Foto: Republika/ Nawir Arsyad Akbar
Wakil Ketua Komisi I Abdul Kharis Almasyhari menegaskan penghapusan pasal-pasal karet dalam proses pembahasan revisi UU ITE, di Ruang Rapat Komisi I, Kompleks Parlemen, Jakarta, Rabu (23/8/2023).

REPUBLIKA.CO.ID, JAKARTA -- Komisi I DPR memiliki semangat untuk menyempurnakan Undang-Undang Nomor 19 Tahun 2016 tentang Informasi dan Transaksi Elektronik (ITE) dalam proses revisi yang saat ini tengah berjalan. Tujuan utamanya adalah untuk menghapus pasal-pasal "karet" untuk ke depannya mencegah multitafsir.

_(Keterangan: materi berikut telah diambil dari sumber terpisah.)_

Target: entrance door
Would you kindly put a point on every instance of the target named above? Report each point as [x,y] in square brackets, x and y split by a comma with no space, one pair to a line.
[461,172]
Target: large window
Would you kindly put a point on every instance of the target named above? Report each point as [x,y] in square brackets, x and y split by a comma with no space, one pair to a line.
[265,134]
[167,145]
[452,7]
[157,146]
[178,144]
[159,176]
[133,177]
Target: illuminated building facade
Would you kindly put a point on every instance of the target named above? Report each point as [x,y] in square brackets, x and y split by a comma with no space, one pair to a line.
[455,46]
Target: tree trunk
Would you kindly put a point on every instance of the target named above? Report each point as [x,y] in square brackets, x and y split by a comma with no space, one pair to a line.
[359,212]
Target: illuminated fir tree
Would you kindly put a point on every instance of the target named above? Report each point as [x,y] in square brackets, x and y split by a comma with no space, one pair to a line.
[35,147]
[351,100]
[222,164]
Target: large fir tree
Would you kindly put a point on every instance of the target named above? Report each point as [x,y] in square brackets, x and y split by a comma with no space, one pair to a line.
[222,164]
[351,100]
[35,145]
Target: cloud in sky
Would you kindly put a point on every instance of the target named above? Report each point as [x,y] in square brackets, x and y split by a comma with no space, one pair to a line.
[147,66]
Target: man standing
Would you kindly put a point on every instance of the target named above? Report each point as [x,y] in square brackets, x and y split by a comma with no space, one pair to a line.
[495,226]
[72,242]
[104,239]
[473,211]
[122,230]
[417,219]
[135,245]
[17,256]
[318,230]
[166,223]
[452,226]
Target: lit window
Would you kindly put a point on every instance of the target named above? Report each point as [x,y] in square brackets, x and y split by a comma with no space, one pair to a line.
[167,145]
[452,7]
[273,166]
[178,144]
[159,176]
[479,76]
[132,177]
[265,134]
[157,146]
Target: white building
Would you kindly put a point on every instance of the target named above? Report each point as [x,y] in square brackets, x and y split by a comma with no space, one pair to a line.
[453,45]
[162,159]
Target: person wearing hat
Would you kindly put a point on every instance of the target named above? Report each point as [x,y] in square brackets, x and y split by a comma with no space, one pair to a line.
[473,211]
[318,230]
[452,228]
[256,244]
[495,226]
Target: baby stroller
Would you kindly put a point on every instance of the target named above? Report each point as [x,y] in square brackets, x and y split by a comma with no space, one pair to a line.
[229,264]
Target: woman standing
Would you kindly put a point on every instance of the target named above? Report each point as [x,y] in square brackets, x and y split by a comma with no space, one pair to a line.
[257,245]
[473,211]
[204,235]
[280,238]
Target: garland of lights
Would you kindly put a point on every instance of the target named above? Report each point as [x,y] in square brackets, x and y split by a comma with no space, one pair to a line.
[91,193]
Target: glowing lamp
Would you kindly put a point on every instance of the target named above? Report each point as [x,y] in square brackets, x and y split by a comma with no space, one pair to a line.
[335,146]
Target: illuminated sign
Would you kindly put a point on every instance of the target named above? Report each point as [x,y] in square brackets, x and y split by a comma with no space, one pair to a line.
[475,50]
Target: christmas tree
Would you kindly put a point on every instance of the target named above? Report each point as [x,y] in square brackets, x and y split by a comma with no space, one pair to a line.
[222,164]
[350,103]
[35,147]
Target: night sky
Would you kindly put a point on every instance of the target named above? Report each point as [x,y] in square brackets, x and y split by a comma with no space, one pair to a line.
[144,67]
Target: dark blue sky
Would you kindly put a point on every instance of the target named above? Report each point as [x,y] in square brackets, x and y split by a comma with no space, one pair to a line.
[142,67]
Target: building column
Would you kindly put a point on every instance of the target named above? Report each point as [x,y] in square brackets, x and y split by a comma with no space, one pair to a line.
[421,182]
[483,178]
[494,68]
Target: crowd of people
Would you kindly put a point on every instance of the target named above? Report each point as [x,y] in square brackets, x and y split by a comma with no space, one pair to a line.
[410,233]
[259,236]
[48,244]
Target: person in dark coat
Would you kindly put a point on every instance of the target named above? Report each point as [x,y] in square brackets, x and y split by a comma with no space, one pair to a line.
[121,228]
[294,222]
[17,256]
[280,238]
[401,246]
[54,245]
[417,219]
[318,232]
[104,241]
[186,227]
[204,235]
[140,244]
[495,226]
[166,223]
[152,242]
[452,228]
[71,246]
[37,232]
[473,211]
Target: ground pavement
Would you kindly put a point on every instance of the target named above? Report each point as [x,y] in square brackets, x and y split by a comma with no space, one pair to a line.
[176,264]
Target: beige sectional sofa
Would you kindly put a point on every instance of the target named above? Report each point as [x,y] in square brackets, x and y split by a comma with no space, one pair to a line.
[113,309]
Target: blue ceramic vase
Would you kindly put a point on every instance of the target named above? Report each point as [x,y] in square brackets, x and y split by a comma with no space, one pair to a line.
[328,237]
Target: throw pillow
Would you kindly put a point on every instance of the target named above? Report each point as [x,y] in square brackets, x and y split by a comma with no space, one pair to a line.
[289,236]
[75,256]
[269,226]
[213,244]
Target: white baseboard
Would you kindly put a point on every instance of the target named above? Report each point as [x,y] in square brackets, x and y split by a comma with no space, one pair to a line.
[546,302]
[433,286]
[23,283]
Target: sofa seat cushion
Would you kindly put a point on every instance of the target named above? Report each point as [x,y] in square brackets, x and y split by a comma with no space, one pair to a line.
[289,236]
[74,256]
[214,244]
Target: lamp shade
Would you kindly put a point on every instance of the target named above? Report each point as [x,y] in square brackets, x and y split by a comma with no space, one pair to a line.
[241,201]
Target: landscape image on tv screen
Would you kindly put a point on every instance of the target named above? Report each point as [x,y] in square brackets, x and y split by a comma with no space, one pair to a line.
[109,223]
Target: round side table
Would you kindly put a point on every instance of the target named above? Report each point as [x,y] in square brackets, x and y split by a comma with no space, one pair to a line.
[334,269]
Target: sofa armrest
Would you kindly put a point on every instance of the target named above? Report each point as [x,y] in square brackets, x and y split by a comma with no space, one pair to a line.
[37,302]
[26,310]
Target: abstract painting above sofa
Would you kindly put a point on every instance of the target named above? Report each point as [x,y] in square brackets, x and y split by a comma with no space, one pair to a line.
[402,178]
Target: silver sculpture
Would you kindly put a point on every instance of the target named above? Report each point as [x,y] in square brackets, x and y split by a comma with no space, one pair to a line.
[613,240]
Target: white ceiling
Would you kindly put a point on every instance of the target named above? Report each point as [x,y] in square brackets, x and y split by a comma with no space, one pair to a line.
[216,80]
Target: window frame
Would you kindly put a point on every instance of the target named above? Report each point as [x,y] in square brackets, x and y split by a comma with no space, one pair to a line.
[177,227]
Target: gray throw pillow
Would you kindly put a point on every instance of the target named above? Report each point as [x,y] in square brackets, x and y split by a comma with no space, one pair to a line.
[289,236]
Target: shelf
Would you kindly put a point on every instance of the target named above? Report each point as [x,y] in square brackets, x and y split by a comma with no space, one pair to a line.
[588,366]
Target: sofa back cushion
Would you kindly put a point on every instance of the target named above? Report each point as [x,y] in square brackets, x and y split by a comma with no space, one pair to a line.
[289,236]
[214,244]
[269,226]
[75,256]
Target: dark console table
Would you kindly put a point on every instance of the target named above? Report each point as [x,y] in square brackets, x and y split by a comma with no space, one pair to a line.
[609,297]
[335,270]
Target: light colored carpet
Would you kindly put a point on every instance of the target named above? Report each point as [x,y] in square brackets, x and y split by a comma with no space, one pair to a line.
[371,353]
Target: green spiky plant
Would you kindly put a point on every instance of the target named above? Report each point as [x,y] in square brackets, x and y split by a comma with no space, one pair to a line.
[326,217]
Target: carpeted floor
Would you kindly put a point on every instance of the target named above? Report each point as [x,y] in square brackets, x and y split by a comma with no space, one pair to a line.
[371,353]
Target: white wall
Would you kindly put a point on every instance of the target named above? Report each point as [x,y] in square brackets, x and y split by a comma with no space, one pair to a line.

"Jadi semangat kita pasti ingin menghilangkan pasal karet, kita ubah normanya, sehingga tidak jadi karet lagi. Ini perlu saya speak di awal ya, karena ada yang menganggap "ohh DPR mempertahankan pasar karet" nggak ada DPR yang mau mempertahankan pasal karet," ujar Wakil Ketua Komisi I Abdul Kharis Almasyhari dalam rapat dengar pendapat umum (RDPU) pembahasan revisi UU ITE, Rabu (23/8/2023).

Baca Juga

Jelasnya, Komisi I tentu malu jika revisi keduanya justru kembali menghadirkan pasal karet dan multitafsir. Padahal latar belakang utama revisi UU ITE kali ini adalah adanya desakan masyarakat terkait penggunaan yang salah dari payung hukum tersebut.

"Kalau maunya semua sepakat membikin undang-undang yang paling sempurna dalam revisi ini, saya perlu sampaikan bahwa undang-undang ini direvisi latar belakangnya adalah munculnya pasal karet dalam tanda kutip," ujar Kharis.

Diketahui, terdapat tujuh poin revisi UU ITE yang diusulkan oleh pemerintah. Pertama adalah perubahan terhadap ketentuan Ayat 1, Ayat 3, dan Ayat 4 Pasal 27 mengenai kesusilaan, penghinaan, dan/atau pencemaran nama baik, dan pemerasan, dan/atau pengancaman. Ayat-ayat dalam Pasal 27 tersebut akan merujuk kepada Undang-Undang Nomor 1 Tahun 2023 tentang Kitab Undang-Undang Hukum Pidana (KUHP). 

Poin kedua adalah perubahan ketentuan Pasal 28, sehingga hanya mengatur ketentuan mengenai berita bohong atau informasi menyesatkan yang menyebabkan kerugian materiil konsumen. Ketiga, penambahan ketentuan Pasal 28a di antara Pasal 28 dan Pasal 29 mengenai ketentuan SARA dan pemberitahuan bohong yang menimbulkan keonaran di masyarakat.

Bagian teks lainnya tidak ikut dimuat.